Documents the Ravens prepared when they were sold in 2000 and obtained by The Sun projected revenues of $137 million this year.
Thomas Chema, a partner with the law firm of Arter & Hadden in Cleveland, said the team could protect its revenue stream while honoring Unitas.
"There are a number of ways to skin that cat," said Chema, who was executive director of the public agency that built Jacobs Field for the Indians and Gund Arena for the Cavaliers.
Though unlikely, it is possible a consortium of local corporations would come forward and agree to compensate the Ravens for calling the stadium "Unitas Field," he said. "I don't see why that couldn't happen," he said.

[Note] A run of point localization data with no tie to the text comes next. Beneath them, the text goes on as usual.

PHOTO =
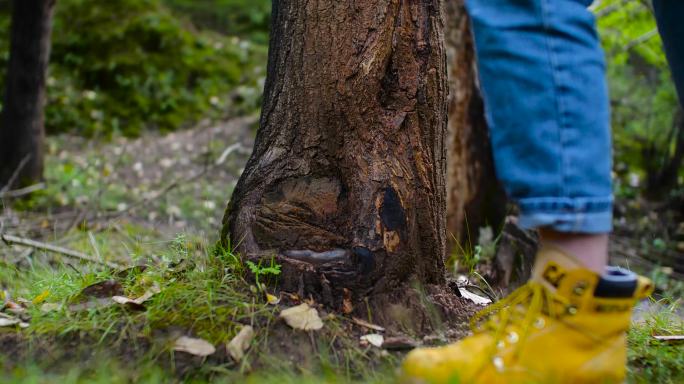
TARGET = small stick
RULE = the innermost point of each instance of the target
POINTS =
(22, 191)
(9, 239)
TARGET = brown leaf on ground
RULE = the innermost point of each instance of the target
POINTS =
(240, 343)
(137, 303)
(134, 270)
(272, 299)
(347, 306)
(302, 317)
(103, 289)
(399, 343)
(373, 339)
(670, 338)
(477, 299)
(90, 304)
(193, 346)
(49, 307)
(9, 322)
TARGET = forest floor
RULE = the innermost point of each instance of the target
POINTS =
(153, 205)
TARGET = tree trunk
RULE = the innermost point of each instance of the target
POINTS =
(346, 183)
(474, 196)
(21, 129)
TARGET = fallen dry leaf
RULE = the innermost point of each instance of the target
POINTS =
(302, 317)
(193, 346)
(670, 338)
(137, 303)
(240, 343)
(8, 321)
(368, 325)
(90, 304)
(398, 343)
(347, 306)
(103, 289)
(373, 339)
(49, 307)
(477, 299)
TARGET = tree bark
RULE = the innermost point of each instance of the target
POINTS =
(346, 183)
(474, 196)
(21, 129)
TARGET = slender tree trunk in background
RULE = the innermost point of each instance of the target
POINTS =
(346, 183)
(21, 126)
(662, 179)
(474, 196)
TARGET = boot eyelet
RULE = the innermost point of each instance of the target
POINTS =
(498, 363)
(513, 337)
(580, 288)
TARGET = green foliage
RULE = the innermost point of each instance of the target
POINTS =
(245, 18)
(128, 65)
(655, 361)
(259, 271)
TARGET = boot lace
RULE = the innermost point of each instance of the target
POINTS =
(523, 308)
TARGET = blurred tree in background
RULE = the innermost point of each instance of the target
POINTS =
(124, 66)
(129, 65)
(648, 134)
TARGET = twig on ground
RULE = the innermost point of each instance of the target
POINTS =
(9, 239)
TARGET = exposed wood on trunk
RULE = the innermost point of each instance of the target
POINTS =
(346, 184)
(21, 126)
(474, 196)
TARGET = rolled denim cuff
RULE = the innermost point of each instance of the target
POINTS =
(578, 215)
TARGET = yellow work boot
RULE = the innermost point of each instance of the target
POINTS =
(566, 325)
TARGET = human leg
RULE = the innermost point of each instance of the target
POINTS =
(543, 79)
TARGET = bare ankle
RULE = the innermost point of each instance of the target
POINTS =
(590, 249)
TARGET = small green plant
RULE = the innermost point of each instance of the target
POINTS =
(259, 271)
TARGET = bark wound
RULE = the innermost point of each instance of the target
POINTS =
(474, 196)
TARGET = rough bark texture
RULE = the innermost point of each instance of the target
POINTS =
(346, 183)
(21, 127)
(474, 196)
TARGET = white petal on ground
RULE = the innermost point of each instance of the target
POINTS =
(271, 299)
(373, 339)
(193, 346)
(302, 317)
(477, 299)
(240, 343)
(8, 322)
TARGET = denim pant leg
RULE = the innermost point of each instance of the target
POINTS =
(542, 73)
(670, 17)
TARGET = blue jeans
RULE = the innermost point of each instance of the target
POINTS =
(542, 75)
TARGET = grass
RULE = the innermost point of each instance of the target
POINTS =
(651, 360)
(203, 293)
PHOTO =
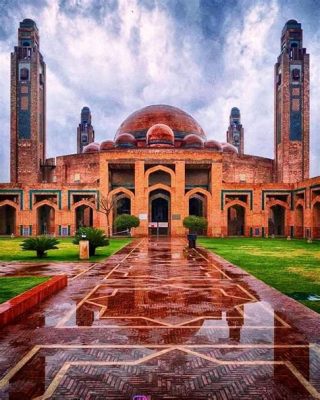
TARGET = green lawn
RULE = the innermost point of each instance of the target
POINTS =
(291, 266)
(10, 250)
(12, 286)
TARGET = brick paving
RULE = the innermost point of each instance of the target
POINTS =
(159, 320)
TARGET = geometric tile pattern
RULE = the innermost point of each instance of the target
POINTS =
(163, 322)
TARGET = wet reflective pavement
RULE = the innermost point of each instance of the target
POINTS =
(162, 321)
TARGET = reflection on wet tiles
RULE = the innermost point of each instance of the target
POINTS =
(160, 320)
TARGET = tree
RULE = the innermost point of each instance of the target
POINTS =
(40, 244)
(126, 221)
(106, 205)
(195, 224)
(96, 238)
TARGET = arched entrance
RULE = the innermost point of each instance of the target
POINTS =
(159, 212)
(84, 216)
(276, 220)
(236, 220)
(316, 220)
(45, 220)
(7, 220)
(299, 228)
(198, 207)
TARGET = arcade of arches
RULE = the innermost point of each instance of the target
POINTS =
(162, 196)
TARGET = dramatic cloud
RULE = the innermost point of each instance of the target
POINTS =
(118, 56)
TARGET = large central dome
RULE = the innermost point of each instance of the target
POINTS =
(181, 123)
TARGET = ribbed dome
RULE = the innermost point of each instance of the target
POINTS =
(192, 142)
(125, 140)
(160, 135)
(229, 148)
(91, 148)
(213, 145)
(106, 145)
(181, 123)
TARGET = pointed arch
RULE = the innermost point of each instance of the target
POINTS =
(83, 203)
(278, 202)
(162, 168)
(159, 186)
(8, 216)
(46, 213)
(121, 190)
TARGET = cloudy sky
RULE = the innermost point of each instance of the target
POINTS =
(116, 56)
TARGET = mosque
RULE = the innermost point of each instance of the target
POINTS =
(160, 166)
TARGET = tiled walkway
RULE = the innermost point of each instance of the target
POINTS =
(165, 322)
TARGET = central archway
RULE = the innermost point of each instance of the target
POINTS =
(236, 220)
(159, 212)
(276, 220)
(316, 220)
(83, 216)
(45, 220)
(7, 220)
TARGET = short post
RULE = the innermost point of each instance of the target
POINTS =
(84, 248)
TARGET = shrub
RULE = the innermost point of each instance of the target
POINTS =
(96, 238)
(195, 224)
(40, 244)
(126, 221)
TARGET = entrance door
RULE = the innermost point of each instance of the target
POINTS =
(159, 214)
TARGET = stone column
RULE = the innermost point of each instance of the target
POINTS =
(216, 218)
(178, 210)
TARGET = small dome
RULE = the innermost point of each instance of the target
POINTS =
(27, 23)
(229, 148)
(213, 145)
(192, 142)
(178, 120)
(292, 22)
(91, 148)
(235, 112)
(106, 145)
(160, 135)
(125, 140)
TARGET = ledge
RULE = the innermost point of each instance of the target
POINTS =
(18, 305)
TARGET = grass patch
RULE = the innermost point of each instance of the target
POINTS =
(291, 266)
(12, 286)
(10, 250)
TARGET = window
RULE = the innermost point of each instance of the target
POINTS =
(24, 74)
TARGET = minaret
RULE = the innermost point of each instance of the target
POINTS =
(235, 130)
(28, 107)
(291, 88)
(85, 131)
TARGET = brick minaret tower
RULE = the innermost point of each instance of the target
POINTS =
(235, 130)
(28, 106)
(292, 107)
(85, 131)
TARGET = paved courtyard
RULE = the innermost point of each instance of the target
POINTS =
(162, 321)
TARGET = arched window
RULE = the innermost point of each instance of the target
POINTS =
(24, 74)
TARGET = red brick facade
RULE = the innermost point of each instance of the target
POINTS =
(163, 173)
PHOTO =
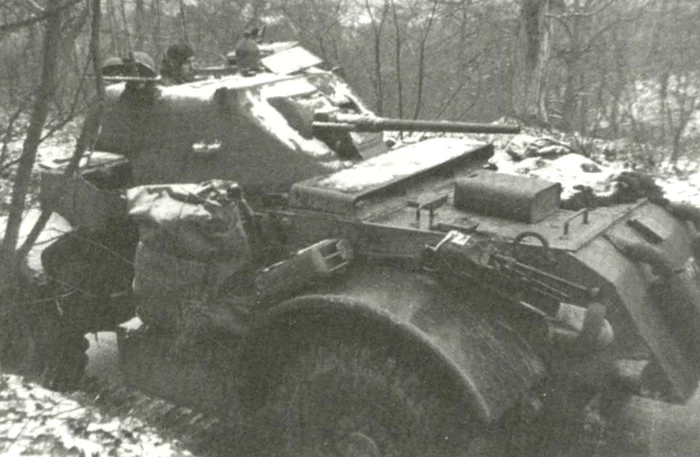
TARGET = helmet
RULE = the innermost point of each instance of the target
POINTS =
(179, 53)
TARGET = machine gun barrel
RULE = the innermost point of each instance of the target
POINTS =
(362, 123)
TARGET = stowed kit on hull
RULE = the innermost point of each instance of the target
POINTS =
(415, 265)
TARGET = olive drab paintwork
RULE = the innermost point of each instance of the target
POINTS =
(353, 239)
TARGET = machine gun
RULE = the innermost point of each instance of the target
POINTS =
(363, 123)
(480, 260)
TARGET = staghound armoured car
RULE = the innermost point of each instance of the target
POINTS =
(388, 301)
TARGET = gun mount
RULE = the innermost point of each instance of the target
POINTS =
(353, 307)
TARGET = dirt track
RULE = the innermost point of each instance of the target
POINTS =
(651, 429)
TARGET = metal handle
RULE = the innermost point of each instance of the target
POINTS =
(546, 253)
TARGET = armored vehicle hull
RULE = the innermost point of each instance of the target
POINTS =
(396, 302)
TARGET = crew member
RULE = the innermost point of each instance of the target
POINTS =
(177, 66)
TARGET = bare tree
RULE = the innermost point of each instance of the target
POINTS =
(9, 260)
(531, 61)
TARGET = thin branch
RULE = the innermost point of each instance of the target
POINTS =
(11, 27)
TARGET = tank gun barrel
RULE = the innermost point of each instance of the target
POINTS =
(364, 123)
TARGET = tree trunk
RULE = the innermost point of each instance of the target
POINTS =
(14, 333)
(530, 62)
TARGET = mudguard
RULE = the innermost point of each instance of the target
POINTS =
(491, 362)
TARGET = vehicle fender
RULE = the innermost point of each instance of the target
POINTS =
(491, 364)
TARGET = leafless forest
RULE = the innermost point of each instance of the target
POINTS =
(602, 68)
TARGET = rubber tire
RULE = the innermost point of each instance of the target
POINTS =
(335, 394)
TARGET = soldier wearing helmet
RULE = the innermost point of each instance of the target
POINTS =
(177, 66)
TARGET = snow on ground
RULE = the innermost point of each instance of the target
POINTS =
(35, 421)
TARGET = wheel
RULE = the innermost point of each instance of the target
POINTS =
(353, 399)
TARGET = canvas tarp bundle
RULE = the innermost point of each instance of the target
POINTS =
(193, 221)
(192, 242)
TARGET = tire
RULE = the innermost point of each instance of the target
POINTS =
(356, 399)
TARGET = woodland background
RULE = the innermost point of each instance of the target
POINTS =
(614, 69)
(622, 70)
(603, 68)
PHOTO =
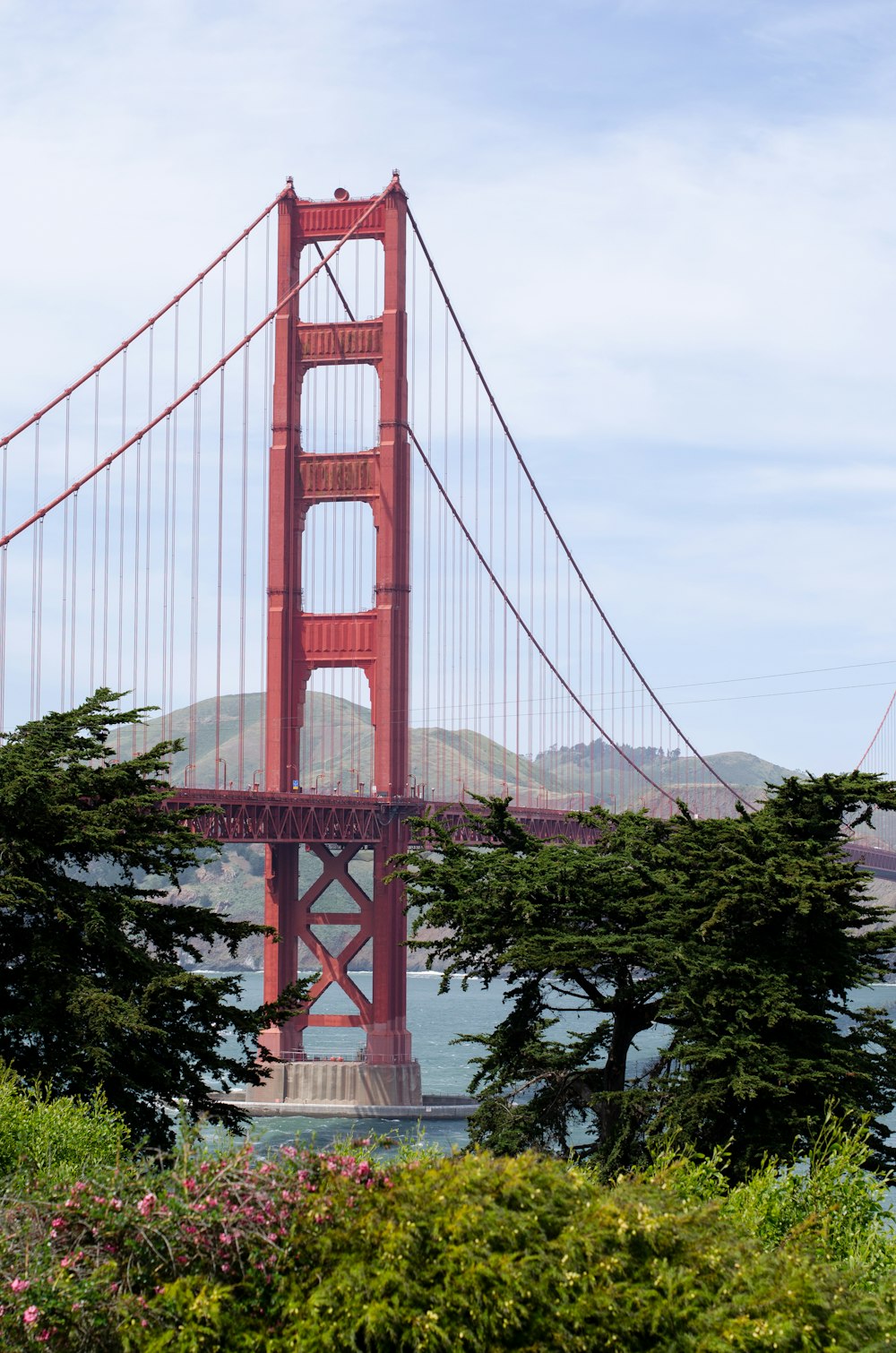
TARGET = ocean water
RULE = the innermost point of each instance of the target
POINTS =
(436, 1021)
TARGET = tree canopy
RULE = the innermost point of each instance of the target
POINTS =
(738, 939)
(95, 994)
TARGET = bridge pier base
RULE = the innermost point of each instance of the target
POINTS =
(340, 1084)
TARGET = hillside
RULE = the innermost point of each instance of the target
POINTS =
(337, 745)
(445, 761)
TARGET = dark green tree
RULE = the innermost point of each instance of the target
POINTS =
(95, 994)
(739, 936)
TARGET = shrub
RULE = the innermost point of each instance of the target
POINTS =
(41, 1133)
(827, 1202)
(329, 1254)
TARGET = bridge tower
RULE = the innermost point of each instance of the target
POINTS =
(374, 640)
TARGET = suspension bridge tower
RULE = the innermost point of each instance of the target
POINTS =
(374, 640)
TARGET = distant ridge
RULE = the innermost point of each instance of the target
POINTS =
(444, 763)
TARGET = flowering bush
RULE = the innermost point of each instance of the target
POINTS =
(90, 1265)
(332, 1252)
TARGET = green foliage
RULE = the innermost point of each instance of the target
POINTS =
(41, 1133)
(329, 1254)
(739, 938)
(93, 995)
(829, 1202)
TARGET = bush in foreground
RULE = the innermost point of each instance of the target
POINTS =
(332, 1252)
(65, 1135)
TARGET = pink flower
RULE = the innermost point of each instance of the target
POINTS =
(146, 1204)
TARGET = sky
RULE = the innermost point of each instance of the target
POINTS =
(668, 228)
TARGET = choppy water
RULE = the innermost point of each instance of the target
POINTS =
(436, 1021)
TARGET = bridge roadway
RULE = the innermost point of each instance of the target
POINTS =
(260, 817)
(336, 819)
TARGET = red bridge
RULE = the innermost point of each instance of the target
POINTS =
(296, 479)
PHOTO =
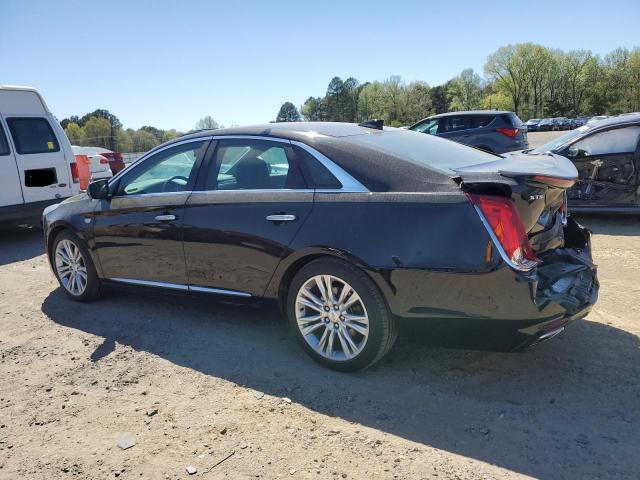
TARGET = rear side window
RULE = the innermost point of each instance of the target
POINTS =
(620, 140)
(4, 146)
(318, 176)
(33, 135)
(453, 124)
(479, 121)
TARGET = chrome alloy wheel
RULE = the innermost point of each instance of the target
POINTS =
(71, 268)
(332, 317)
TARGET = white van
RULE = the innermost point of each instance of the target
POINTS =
(37, 165)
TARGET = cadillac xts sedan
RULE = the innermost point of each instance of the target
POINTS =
(349, 227)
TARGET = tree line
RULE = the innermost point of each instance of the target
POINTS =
(101, 128)
(529, 79)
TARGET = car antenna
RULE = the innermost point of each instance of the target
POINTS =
(375, 123)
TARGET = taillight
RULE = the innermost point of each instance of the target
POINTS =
(509, 132)
(74, 172)
(503, 219)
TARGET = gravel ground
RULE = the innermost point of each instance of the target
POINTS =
(224, 389)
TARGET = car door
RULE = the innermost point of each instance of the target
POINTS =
(43, 169)
(455, 127)
(251, 203)
(10, 191)
(138, 230)
(607, 162)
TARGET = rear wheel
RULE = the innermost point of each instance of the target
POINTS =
(74, 268)
(339, 316)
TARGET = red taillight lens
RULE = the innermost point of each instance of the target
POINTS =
(503, 218)
(509, 132)
(74, 172)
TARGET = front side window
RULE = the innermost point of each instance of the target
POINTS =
(4, 145)
(254, 165)
(620, 140)
(167, 171)
(33, 135)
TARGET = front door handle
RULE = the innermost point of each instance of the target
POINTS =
(281, 218)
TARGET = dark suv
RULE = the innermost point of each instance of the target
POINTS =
(490, 130)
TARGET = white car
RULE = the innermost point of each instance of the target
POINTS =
(37, 165)
(98, 164)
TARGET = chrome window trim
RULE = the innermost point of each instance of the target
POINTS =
(181, 287)
(154, 151)
(349, 184)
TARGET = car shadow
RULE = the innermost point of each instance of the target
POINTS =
(601, 224)
(20, 242)
(566, 409)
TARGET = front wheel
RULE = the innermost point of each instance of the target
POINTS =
(339, 315)
(74, 268)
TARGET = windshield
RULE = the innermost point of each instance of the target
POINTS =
(561, 140)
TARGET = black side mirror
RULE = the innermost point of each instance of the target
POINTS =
(99, 189)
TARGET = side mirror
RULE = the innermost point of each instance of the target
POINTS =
(99, 189)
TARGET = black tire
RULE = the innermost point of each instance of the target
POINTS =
(383, 327)
(93, 287)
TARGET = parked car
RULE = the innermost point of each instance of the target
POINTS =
(597, 118)
(489, 130)
(606, 154)
(116, 161)
(321, 217)
(37, 166)
(98, 164)
(532, 124)
(546, 124)
(563, 123)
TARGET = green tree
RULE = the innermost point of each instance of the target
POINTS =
(313, 109)
(75, 134)
(98, 133)
(288, 113)
(207, 123)
(466, 90)
(143, 141)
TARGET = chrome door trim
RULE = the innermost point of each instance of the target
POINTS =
(221, 291)
(149, 283)
(250, 137)
(177, 286)
(349, 184)
(281, 218)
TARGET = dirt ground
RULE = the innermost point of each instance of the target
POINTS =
(226, 390)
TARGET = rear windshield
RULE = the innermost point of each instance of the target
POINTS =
(425, 150)
(512, 119)
(32, 135)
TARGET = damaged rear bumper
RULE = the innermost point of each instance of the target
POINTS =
(568, 279)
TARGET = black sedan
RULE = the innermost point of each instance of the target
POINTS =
(606, 154)
(349, 227)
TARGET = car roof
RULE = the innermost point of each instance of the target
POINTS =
(346, 144)
(471, 112)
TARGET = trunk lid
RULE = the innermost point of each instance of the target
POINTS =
(536, 183)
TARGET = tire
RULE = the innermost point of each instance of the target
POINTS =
(66, 244)
(366, 302)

The Ravens could even sell the rights for $1 a year to a charitable foundation that would agree to name the building for Unitas. The difference between the market value and the $1 payment may be considered a donation for the Ravens, saving money on taxes, Chema said.
Kevin Lovitt, an executive at sports marketing giant IMG, in Charlotte, N.C., said the Ravens have included the revenues from a naming rights deal in their financial projections. Going without would leave a hole in the books.
"That's $5 million they wouldn't have to afford players," Lovitt said.
In Cleveland, none of the three major-league teams play in stadiums with corporate names. The owners of the baseball and basketball teams agreed in the late 1980s to contribute $14 million over 20 years toward construction of the facilities to honor their family names.
Rick Burton, director of the Warsaw Center for Sports Administration at the University of Oregon, pointed to Denver, where the Broncos' desire for revenues was balanced with the city's emotional attachment to the old Mile High Stadium when a replacement opened last year.
The result: Invesco Field at Mile High.
Of course, a sponsor is going to want a discount if it has to share its name.
"Because the state and the city picked up a lot of the cost of that building, if there is any team that could afford to do that it would be the Ravens," Burton said.
The Ravens have one of the most lucrative stadium arrangements in sports. The building cost $229 million to construct, not including the $100 million spent to acquire and clear the land that sits under it and the adjacent Oriole Park. Both were financed largely through bonds backed by the state lottery.
The Ravens' contribution was disputed in an arbitration brought by the Orioles. The arbitrators found it was $24 million. The stadium authority and Ravens say it was $34 million.